While many say it is good for society to watch these reality shows, critics of reality TV believe that it is detrimental to our culture.
Jennifer Pozner is a media critic, lecturer and founder and executive director of Women In Media & News (WIMN), a women’s media analysis, education and advocacy organization. Pozner is also the author of the book Reality Bites Back: The Troubling Truth About Reality TV. In an interview with www2.macleans.ca Pozner describes the fakeness of reality TV and it’s creation of massive stereotyping:
Reality TV is showing us the same kind of misogyny but they’re glorifying it and they’re pretending that it’s real. What we see in reality television is the remarkable success of reality TV producers creating a fictitious world and packaging it to us as if it’s reality, a world that the most ardent fundamentalists have always tried to achieve, one in which women’s rightful place is in the home, and women who have independence are scorned and will die alone, and in which the only role for fathers is financial provision and if they are stay-at-home parents they’re wimps and sissies and not real men, a world in which people of colour exist only as male buffoons, thugs and pimps, and female whores and the Jezebel and Sapphire stereotypes.
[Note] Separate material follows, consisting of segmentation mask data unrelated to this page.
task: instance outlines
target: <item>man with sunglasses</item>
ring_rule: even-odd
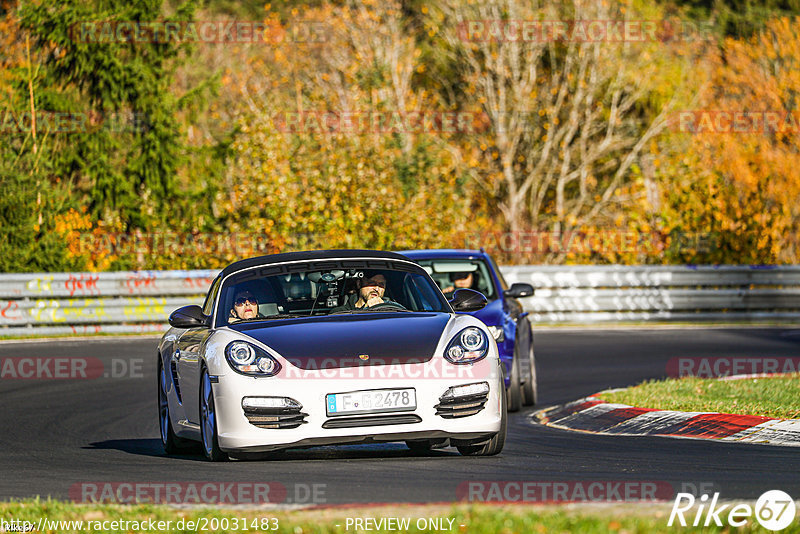
[[[471,272],[450,273],[450,286],[442,289],[445,298],[450,300],[456,289],[475,289],[475,275]]]
[[[358,300],[356,308],[371,308],[377,304],[383,304],[383,294],[386,292],[386,277],[382,274],[374,274],[369,278],[362,278],[359,284]]]
[[[233,299],[229,323],[236,323],[247,319],[259,319],[263,317],[258,313],[258,300],[249,291],[238,291]]]
[[[359,279],[358,293],[349,297],[344,305],[331,310],[331,313],[358,310],[361,308],[372,308],[379,304],[393,304],[397,307],[403,308],[397,302],[391,299],[384,298],[383,294],[386,292],[386,277],[380,273],[373,274],[372,276],[364,276]]]

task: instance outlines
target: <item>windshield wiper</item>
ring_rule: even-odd
[[[252,323],[254,321],[269,321],[270,319],[290,319],[295,317],[308,317],[307,315],[300,315],[299,313],[280,313],[278,315],[265,315],[263,317],[253,317],[252,319],[239,319],[230,324]]]
[[[401,308],[356,308],[355,310],[339,310],[328,315],[344,315],[346,313],[378,313],[378,312],[413,312],[414,310]]]
[[[310,317],[302,313],[279,313],[278,315],[267,315],[263,319],[292,319],[296,317]]]

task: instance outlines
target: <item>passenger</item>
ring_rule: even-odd
[[[453,285],[442,289],[442,293],[447,297],[447,300],[450,300],[453,298],[453,293],[456,289],[474,289],[472,287],[474,281],[475,275],[471,272],[450,273],[450,282]]]
[[[258,300],[249,291],[239,291],[233,299],[229,323],[236,323],[247,319],[260,319],[264,317],[258,312]]]

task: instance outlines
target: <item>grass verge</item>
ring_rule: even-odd
[[[0,518],[29,521],[39,531],[39,521],[73,521],[39,532],[281,532],[291,534],[356,532],[453,532],[459,534],[511,534],[517,532],[674,532],[696,529],[667,526],[671,503],[547,505],[392,505],[372,508],[325,508],[296,511],[179,509],[166,505],[75,504],[29,500],[0,503]],[[348,518],[350,523],[348,523]],[[355,519],[408,518],[407,529],[387,529],[380,522],[358,528]],[[154,522],[167,525],[150,528]],[[420,520],[423,520],[424,523]],[[691,518],[689,519],[691,521]],[[74,521],[82,521],[80,526]],[[117,521],[116,525],[112,521]],[[183,521],[181,523],[181,521]],[[189,521],[193,524],[189,525]],[[255,521],[256,523],[253,523]],[[420,521],[418,523],[418,521]],[[91,523],[90,523],[91,522]],[[104,523],[105,522],[105,523]],[[123,523],[124,522],[124,523]],[[236,522],[236,527],[234,527]],[[247,527],[244,527],[244,525]],[[224,528],[222,525],[227,525]],[[363,526],[365,526],[362,523]],[[166,528],[159,528],[165,526]],[[252,528],[252,527],[257,528]],[[105,528],[102,528],[105,527]],[[199,528],[198,528],[199,527]],[[722,528],[703,528],[723,532]],[[755,520],[740,532],[765,532]],[[782,531],[799,533],[794,522]]]
[[[719,412],[800,419],[800,374],[769,378],[648,380],[597,395],[607,402],[683,412]]]

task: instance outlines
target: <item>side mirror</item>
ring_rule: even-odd
[[[208,326],[208,317],[197,304],[178,308],[169,315],[169,324],[175,328],[195,328]]]
[[[533,293],[534,289],[532,285],[523,284],[521,282],[511,284],[511,287],[503,291],[503,295],[514,299],[519,299],[522,297],[532,297]]]
[[[483,293],[462,288],[456,289],[456,292],[453,293],[453,299],[450,301],[450,305],[453,307],[453,310],[457,312],[471,312],[480,310],[486,306],[488,302],[486,297],[483,296]]]

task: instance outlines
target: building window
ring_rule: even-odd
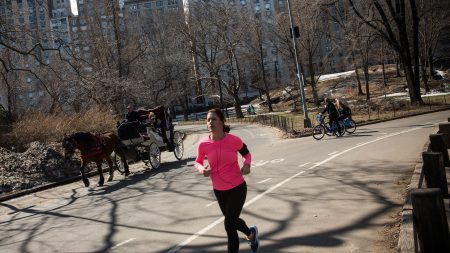
[[[178,0],[167,0],[167,5],[178,5]]]
[[[159,0],[156,1],[156,7],[162,7],[163,6],[163,1]]]
[[[255,4],[255,12],[259,13],[261,11],[261,6],[259,6],[259,4]]]
[[[144,3],[144,7],[147,9],[151,9],[152,8],[152,3]]]
[[[246,0],[241,0],[241,5],[242,5],[242,6],[247,5],[247,1],[246,1]]]

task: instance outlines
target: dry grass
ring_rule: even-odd
[[[14,123],[11,132],[0,136],[0,146],[23,150],[33,141],[60,142],[66,133],[115,131],[116,121],[109,111],[99,108],[76,115],[33,112]]]

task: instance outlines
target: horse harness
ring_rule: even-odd
[[[101,155],[106,146],[106,138],[102,134],[95,134],[95,145],[88,150],[81,150],[81,158],[87,159]]]

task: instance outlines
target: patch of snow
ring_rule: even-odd
[[[404,96],[409,96],[408,92],[397,92],[397,93],[391,93],[391,94],[386,94],[386,97],[404,97]],[[379,96],[380,98],[384,97],[383,96]]]
[[[440,76],[442,76],[442,77],[445,77],[445,72],[444,71],[442,71],[442,70],[436,70],[436,73],[438,74],[438,75],[440,75]]]
[[[347,77],[347,76],[352,75],[353,73],[355,73],[354,70],[340,72],[340,73],[333,73],[333,74],[328,74],[328,75],[322,75],[319,78],[319,82],[326,81],[326,80],[332,80],[332,79],[338,79],[338,78],[342,78],[342,77]]]
[[[448,95],[448,94],[450,94],[450,92],[430,92],[430,93],[427,93],[427,94],[425,94],[425,95],[422,95],[422,97],[433,97],[433,96],[445,96],[445,95]]]

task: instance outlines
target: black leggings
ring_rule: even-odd
[[[226,191],[214,190],[220,210],[225,216],[225,230],[228,236],[228,253],[239,252],[239,236],[237,231],[249,236],[250,229],[244,220],[239,218],[247,196],[247,184],[245,181]]]

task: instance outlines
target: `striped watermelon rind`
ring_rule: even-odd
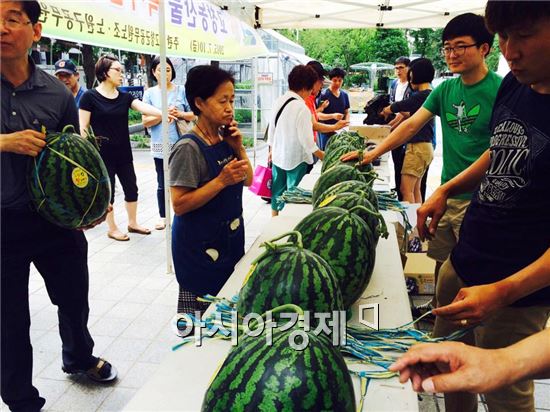
[[[344,192],[352,192],[357,194],[364,193],[367,200],[374,206],[375,209],[378,209],[378,198],[376,197],[376,193],[372,186],[360,180],[346,180],[329,187],[315,200],[315,202],[313,202],[313,207],[319,207],[319,204],[329,196]]]
[[[341,411],[355,412],[350,373],[338,348],[321,333],[307,335],[295,350],[296,328],[244,336],[232,348],[204,396],[203,412]]]
[[[344,307],[367,287],[376,258],[376,240],[363,219],[340,207],[324,207],[303,218],[294,230],[302,234],[306,249],[332,267],[340,285]]]
[[[287,236],[293,241],[275,243]],[[264,246],[265,252],[253,263],[253,270],[239,293],[237,311],[241,317],[263,314],[285,304],[311,312],[312,320],[314,313],[343,310],[342,294],[332,268],[319,255],[303,248],[299,232],[286,233]]]
[[[111,199],[111,183],[97,149],[66,126],[48,133],[46,146],[29,162],[31,201],[49,222],[75,229],[100,219]]]
[[[324,172],[313,187],[311,201],[313,204],[317,202],[317,199],[331,186],[337,183],[344,182],[346,180],[358,180],[371,184],[378,176],[376,172],[361,172],[356,167],[348,164],[337,164],[332,166],[326,172]]]
[[[316,208],[336,206],[342,209],[353,211],[361,219],[363,219],[370,227],[375,235],[376,241],[382,235],[384,238],[388,237],[388,228],[383,216],[376,211],[372,203],[367,198],[367,193],[353,193],[342,192],[336,193],[331,196],[327,196]],[[363,206],[361,208],[355,208],[356,206]],[[355,208],[355,209],[353,209]]]

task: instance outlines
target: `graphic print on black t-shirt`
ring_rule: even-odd
[[[505,113],[500,113],[505,112]],[[495,111],[496,119],[491,137],[491,165],[479,190],[481,202],[497,202],[513,207],[518,190],[529,184],[529,136],[525,123],[506,113],[501,106]]]

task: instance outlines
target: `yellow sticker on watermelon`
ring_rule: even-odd
[[[256,269],[256,266],[258,266],[258,264],[253,264],[252,266],[250,266],[250,269],[248,270],[248,273],[246,274],[245,278],[244,278],[244,281],[243,281],[243,285],[246,285],[246,282],[248,282],[248,279],[250,279],[250,276],[252,276],[252,273],[254,273],[254,270]]]
[[[334,199],[336,199],[336,197],[337,197],[336,195],[327,196],[325,198],[325,200],[323,200],[321,203],[319,203],[319,207],[325,207],[325,206],[329,205],[330,203],[332,203],[332,201]]]
[[[76,187],[79,187],[80,189],[85,188],[88,186],[88,173],[86,173],[84,170],[82,170],[80,167],[75,167],[73,169],[73,173],[71,174],[71,177],[73,179],[73,183]]]

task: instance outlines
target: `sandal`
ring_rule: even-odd
[[[151,231],[149,229],[135,229],[131,226],[128,226],[128,232],[130,233],[139,233],[140,235],[150,235]]]
[[[97,363],[88,370],[84,369],[70,369],[62,366],[63,372],[69,375],[79,373],[85,374],[89,379],[94,382],[111,382],[116,379],[118,371],[116,368],[107,362],[105,359],[97,358]]]
[[[120,235],[118,235],[118,234],[113,234],[112,232],[108,232],[107,237],[109,239],[118,240],[119,242],[126,242],[127,240],[130,240],[128,235],[126,235],[124,233],[121,233]]]

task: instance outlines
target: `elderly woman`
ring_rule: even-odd
[[[206,309],[197,297],[216,295],[244,254],[242,192],[252,166],[233,120],[234,82],[213,66],[187,74],[185,93],[197,120],[170,154],[178,313]]]
[[[153,116],[159,116],[161,112],[117,89],[122,85],[124,68],[116,57],[100,57],[95,65],[95,75],[99,86],[87,90],[80,100],[80,133],[84,136],[91,125],[96,136],[106,138],[101,141],[100,154],[111,180],[111,205],[115,200],[115,176],[118,176],[126,201],[128,232],[148,235],[151,231],[137,222],[138,187],[128,132],[128,109]],[[170,115],[170,118],[174,117]],[[107,214],[107,224],[107,236],[111,239],[130,240],[118,228],[112,210]]]
[[[311,95],[319,77],[310,66],[296,66],[288,75],[289,91],[273,106],[269,122],[268,143],[273,164],[271,184],[271,215],[277,216],[284,204],[279,196],[298,186],[313,164],[313,155],[323,159],[324,152],[313,139],[311,113],[305,101]]]
[[[151,75],[157,80],[157,85],[145,90],[143,102],[150,104],[157,109],[161,108],[162,97],[160,89],[160,58],[155,57],[151,62]],[[176,78],[176,71],[170,59],[166,59],[166,78],[167,78],[167,95],[168,95],[168,113],[176,117],[178,120],[192,121],[195,119],[195,114],[189,108],[187,99],[185,98],[185,89],[183,86],[178,86],[173,83]],[[143,115],[143,125],[149,128],[151,133],[151,154],[155,161],[155,170],[157,172],[157,204],[159,209],[160,219],[155,225],[155,229],[163,230],[166,227],[166,206],[164,203],[164,167],[163,167],[163,151],[162,151],[162,116]],[[179,139],[176,123],[171,123],[168,129],[168,138],[170,142],[170,150]]]

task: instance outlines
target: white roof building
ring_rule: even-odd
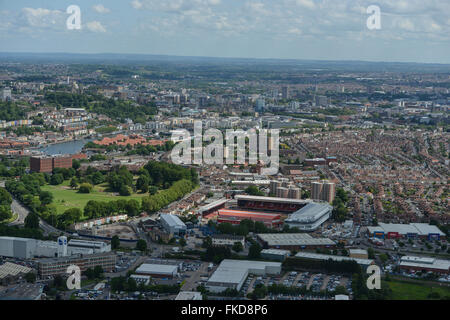
[[[249,274],[280,274],[281,263],[249,260],[223,260],[206,283],[211,292],[240,290]]]
[[[136,269],[138,275],[151,275],[159,277],[174,277],[178,274],[178,266],[169,264],[143,263]]]

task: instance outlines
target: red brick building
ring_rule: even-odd
[[[56,156],[56,157],[31,157],[31,172],[50,173],[54,168],[72,168],[73,159],[86,159],[85,154]]]

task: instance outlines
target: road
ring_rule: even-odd
[[[13,198],[11,203],[11,211],[17,214],[17,219],[11,222],[10,226],[21,225],[25,223],[25,218],[28,216],[28,209],[25,208],[22,204],[19,203],[16,199]]]

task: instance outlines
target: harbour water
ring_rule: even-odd
[[[81,152],[84,145],[91,140],[92,139],[82,139],[62,143],[55,143],[39,148],[38,150],[49,156],[54,156],[57,154],[76,154]]]

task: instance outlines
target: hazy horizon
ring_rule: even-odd
[[[72,5],[80,29],[67,27]],[[438,0],[2,1],[0,50],[450,64],[449,12]]]

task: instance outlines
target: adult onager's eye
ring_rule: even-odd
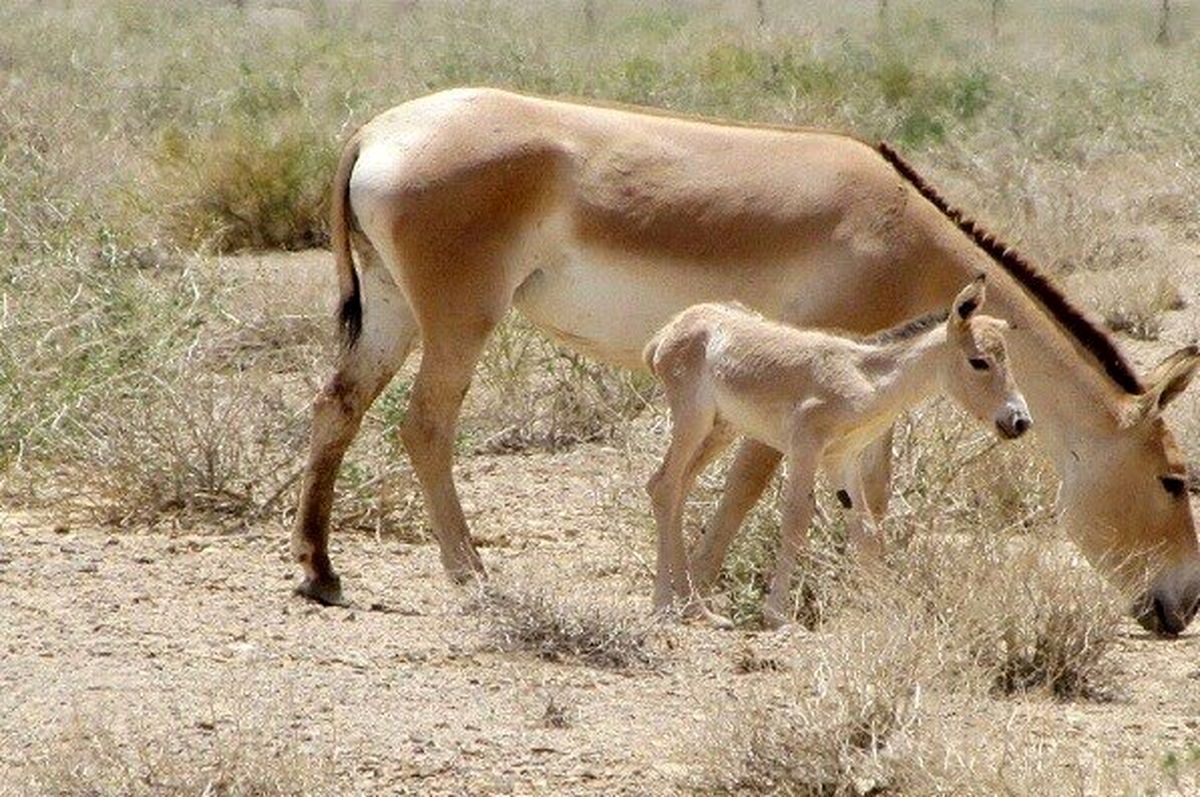
[[[976,371],[986,371],[988,368],[991,367],[990,365],[988,365],[988,361],[983,359],[982,357],[972,357],[971,359],[967,360],[967,362],[969,362],[971,364],[971,367],[974,368]]]
[[[1159,476],[1158,480],[1172,498],[1182,498],[1187,492],[1187,479],[1182,476]]]

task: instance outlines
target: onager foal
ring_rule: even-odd
[[[788,622],[796,557],[813,511],[813,478],[823,466],[842,485],[851,510],[850,542],[877,556],[875,519],[864,498],[857,455],[896,416],[944,391],[1006,438],[1031,419],[1008,369],[1008,322],[979,314],[982,276],[949,313],[923,316],[869,338],[785,326],[737,304],[699,304],[671,320],[644,357],[666,389],[671,444],[647,484],[658,525],[655,611],[679,602],[687,617],[716,625],[693,584],[683,539],[683,504],[704,467],[745,434],[788,462],[783,526],[764,611],[768,625]]]

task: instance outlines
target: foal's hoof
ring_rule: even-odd
[[[792,618],[786,612],[767,607],[762,614],[763,627],[771,631],[782,631],[792,625]]]
[[[349,606],[350,602],[342,595],[342,579],[338,576],[314,579],[306,578],[296,585],[293,590],[302,598],[316,601],[322,606]]]
[[[723,614],[717,614],[703,604],[692,604],[683,612],[684,620],[691,623],[701,623],[710,628],[728,631],[733,628],[733,620]]]

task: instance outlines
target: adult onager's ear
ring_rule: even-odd
[[[1150,386],[1137,397],[1136,421],[1157,418],[1187,389],[1200,368],[1200,347],[1184,346],[1159,363],[1150,374]]]
[[[951,319],[960,322],[966,321],[979,312],[979,308],[983,306],[984,299],[987,298],[986,282],[987,278],[983,274],[980,274],[971,280],[970,285],[959,291],[958,296],[954,297],[954,304],[950,306]]]

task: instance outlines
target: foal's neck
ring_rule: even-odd
[[[941,392],[949,353],[945,323],[907,340],[871,347],[863,370],[875,389],[872,414],[899,414]]]

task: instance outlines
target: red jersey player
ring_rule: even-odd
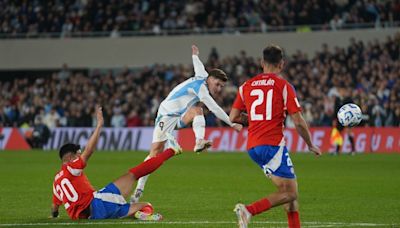
[[[293,86],[278,75],[284,66],[283,50],[276,45],[267,46],[261,65],[263,73],[240,86],[230,119],[242,122],[242,112],[247,112],[248,154],[271,178],[278,191],[249,205],[237,204],[234,211],[239,227],[245,228],[251,216],[284,205],[289,227],[297,228],[300,227],[297,181],[283,136],[286,113],[292,118],[309,150],[317,155],[321,152],[311,142]]]
[[[165,150],[157,156],[131,168],[126,174],[119,177],[105,188],[95,191],[83,169],[94,152],[101,127],[103,126],[103,113],[97,108],[97,127],[90,137],[85,150],[81,153],[79,145],[65,144],[60,149],[62,160],[61,170],[56,174],[53,182],[52,216],[58,217],[59,206],[64,204],[69,217],[72,219],[107,219],[134,216],[140,220],[160,220],[160,214],[153,214],[149,203],[129,204],[125,198],[131,193],[133,184],[140,177],[145,176],[164,161],[182,149],[175,139],[169,135],[168,140],[172,148]]]

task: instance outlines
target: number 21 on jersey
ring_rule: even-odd
[[[271,120],[272,119],[272,96],[274,90],[269,89],[267,92],[264,92],[262,89],[253,89],[250,92],[250,96],[256,97],[256,100],[253,101],[250,107],[250,119],[252,121],[261,121],[261,120]],[[257,113],[256,108],[260,105],[263,105],[265,102],[265,113]]]

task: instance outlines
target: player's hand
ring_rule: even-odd
[[[199,55],[200,51],[199,48],[196,45],[192,45],[192,55]]]
[[[321,155],[321,150],[318,148],[318,147],[316,147],[315,145],[312,145],[312,146],[310,146],[309,147],[309,150],[311,151],[311,152],[313,152],[315,155],[317,155],[317,156],[320,156]]]
[[[60,214],[58,213],[58,211],[51,211],[51,215],[49,215],[49,219],[56,219],[59,218]]]
[[[102,127],[104,124],[104,119],[103,119],[103,108],[101,106],[96,107],[96,118],[97,118],[97,127]]]
[[[242,120],[243,124],[247,124],[249,121],[249,116],[245,112],[240,113],[240,119]]]
[[[235,131],[239,132],[243,129],[243,125],[238,124],[238,123],[233,123],[232,128],[235,129]]]

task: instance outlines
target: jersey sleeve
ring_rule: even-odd
[[[77,159],[67,164],[67,170],[73,176],[80,176],[85,167],[86,163],[82,160],[80,156]]]
[[[236,99],[232,105],[233,108],[239,109],[241,111],[246,110],[246,105],[244,104],[244,99],[243,99],[243,85],[239,87],[238,92],[236,94]]]
[[[194,76],[203,77],[203,78],[208,77],[208,72],[204,68],[204,65],[201,62],[199,56],[192,55],[192,60],[193,60],[193,67],[194,67]]]
[[[290,83],[286,83],[283,88],[283,100],[285,109],[289,114],[293,114],[301,111],[299,100],[296,96],[296,91]]]
[[[198,93],[199,100],[204,103],[208,109],[218,119],[224,121],[229,126],[232,126],[233,123],[229,120],[229,116],[225,113],[225,111],[215,102],[214,98],[211,97],[207,87],[205,85],[201,85],[199,93]]]

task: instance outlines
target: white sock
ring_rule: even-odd
[[[144,159],[144,161],[147,161],[147,160],[149,160],[150,158],[151,158],[150,155],[148,155],[148,156]],[[147,181],[147,178],[149,178],[149,176],[150,176],[150,174],[139,178],[139,180],[138,180],[138,182],[137,182],[137,185],[136,185],[136,189],[135,189],[134,192],[136,192],[136,190],[138,190],[138,189],[144,190],[144,186],[146,185],[146,181]]]
[[[192,128],[196,140],[204,139],[206,134],[206,119],[203,115],[198,115],[193,118]]]

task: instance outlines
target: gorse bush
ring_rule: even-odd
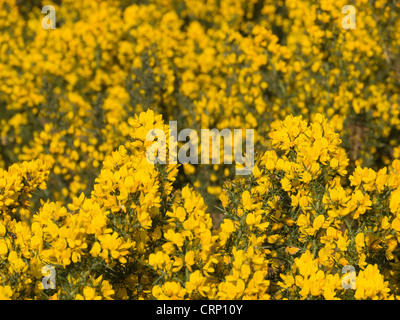
[[[0,0],[0,299],[399,298],[400,3],[348,4]],[[149,163],[168,121],[252,174]]]
[[[213,229],[202,196],[174,190],[178,165],[147,161],[150,142],[140,137],[145,128],[167,133],[161,116],[149,110],[129,123],[136,139],[106,157],[91,196],[42,202],[30,224],[16,214],[46,188],[48,166],[1,172],[2,298],[398,297],[399,160],[348,175],[326,118],[288,116],[253,173],[225,183],[224,220]],[[45,290],[49,264],[56,288]],[[343,288],[346,265],[357,269],[355,289]]]

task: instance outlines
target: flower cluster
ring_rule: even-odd
[[[54,160],[49,195],[89,195],[105,157],[129,138],[128,120],[148,108],[181,128],[254,128],[287,115],[324,114],[351,168],[378,170],[399,155],[398,4],[344,0],[0,2],[0,165]],[[216,204],[230,166],[185,165]]]
[[[169,131],[161,116],[149,110],[130,126],[130,151],[106,157],[90,197],[41,200],[22,219],[52,164],[2,173],[2,298],[398,298],[400,161],[348,174],[326,118],[288,116],[253,173],[225,182],[215,227],[200,193],[173,186],[179,165],[147,161],[144,132]],[[56,288],[43,287],[46,265]],[[356,270],[355,287],[344,286],[345,266]]]
[[[393,298],[400,162],[348,174],[341,140],[321,115],[310,125],[288,116],[270,137],[274,149],[253,174],[226,183],[220,198],[230,220],[221,231],[237,221],[236,246],[265,248],[275,298]],[[355,290],[343,286],[345,266],[356,270]]]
On the complete opposite end of the spectrum, “Lessons from Oprah: 7 Reasons Why Reality TV is Good for You” offers seven reasons why TV is good for the public and why people should watch it. The author, Christy Miles, is a creative director, teacher and creativity/writing coach. Miles has an MFA in Creative Writing from Columbia College Chicago and a BA in Professional Writing from Purdue University. Her article gives multiple reasons why reality TV is good including:
1. You’ll sound less old.
2. Get more street cred.
3. Be less shell-shocked by the “real world” when you see it.
4. Reality TV is a self-esteem boost and stress relief.
5. Reality TV provides many teachable moments for kids.
6. It’s guilt-free, budget-friendly fun.
7. Reality TV gives us something to talk about.
Both Pozner and Miles present valid points in arguing for and against reality TV. Pozner presents the point that “reality” TV is not real and creates massive stereotyping in society. Miles defends reality TV in seven different points and concludes that reality TV is harmless fun, giving the world something to talk about.
Either way, both sides give reality TV producers exactly what they want, controversy.